Car Craft
- November 2002 Cover of Car Craft
- Categories: Automobile magazine
- Frequency: Monthly
- Publisher: Motor Trend Group
- Total circulation: 201,061 (2013)
- Founded: 1953
- Final issue: March 2020
- Company: Source Interlink
- Country: USA
- Based in: Los Angeles
- Language: English
- Website: www.carcraft.com
- ISSN: 0008-6010

= Car Craft =

American magazine

Car Craft was a magazine devoted to automobiles, hot rodding, and drag racing. It was published by the Motor Trend Group. It was established in 1953. The magazine published articles directed at inexperienced and expert car mechanics, such as rebuilding a carburetor.

The motto of the magazine was Loud, Fast, Real, which emphasized its more budget-oriented approach to automobile building. When compared to similar magazines, Car Craft often featured vehicles built on a "real world" budget, with an emphasis on functionality over style. Sister publication Hot Rod overlapped to an extent on some of the same subject matter, however Hot Rod covered more professionally built vehicles.
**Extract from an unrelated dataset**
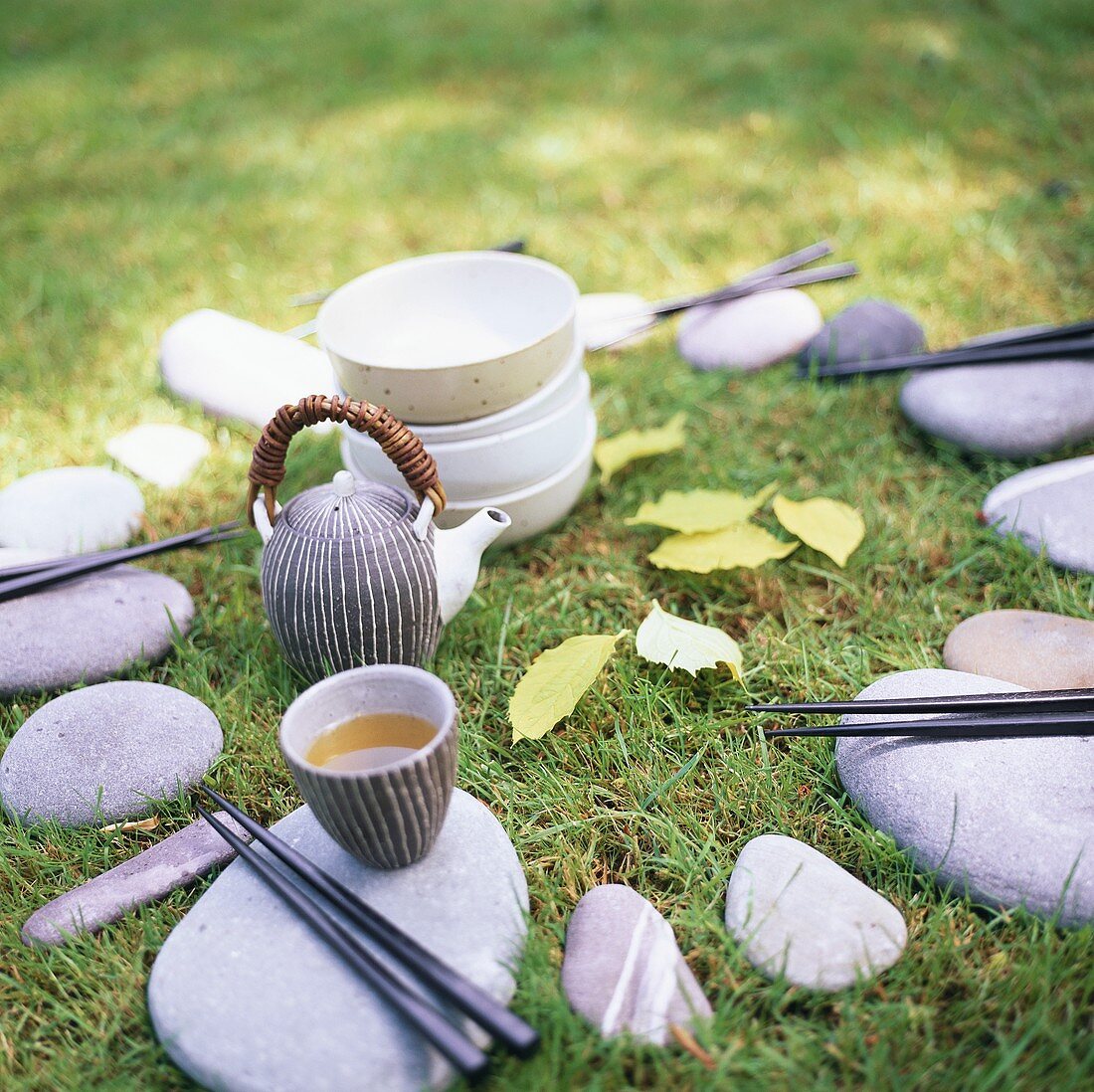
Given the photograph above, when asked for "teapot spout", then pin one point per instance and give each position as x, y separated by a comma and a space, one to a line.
458, 552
One of the editors-in-chief was John Mcgann. Previous editors included Terry Cook, Rick Voegelin, Jon Asher, Jeff Smith, John Baechtel, Chuck Schifsky, Matt King, David Freiburger and Douglas Glad. Car Craft named an annual All-Star drag racing team each year plus a lifetime achievement award.

On December 9, 2019, MotorTrend publisher TEN Publishing announced that they will cease publishing of Car Craft, alongside 18 other magazines. March 2020 was the final issue of the magazine.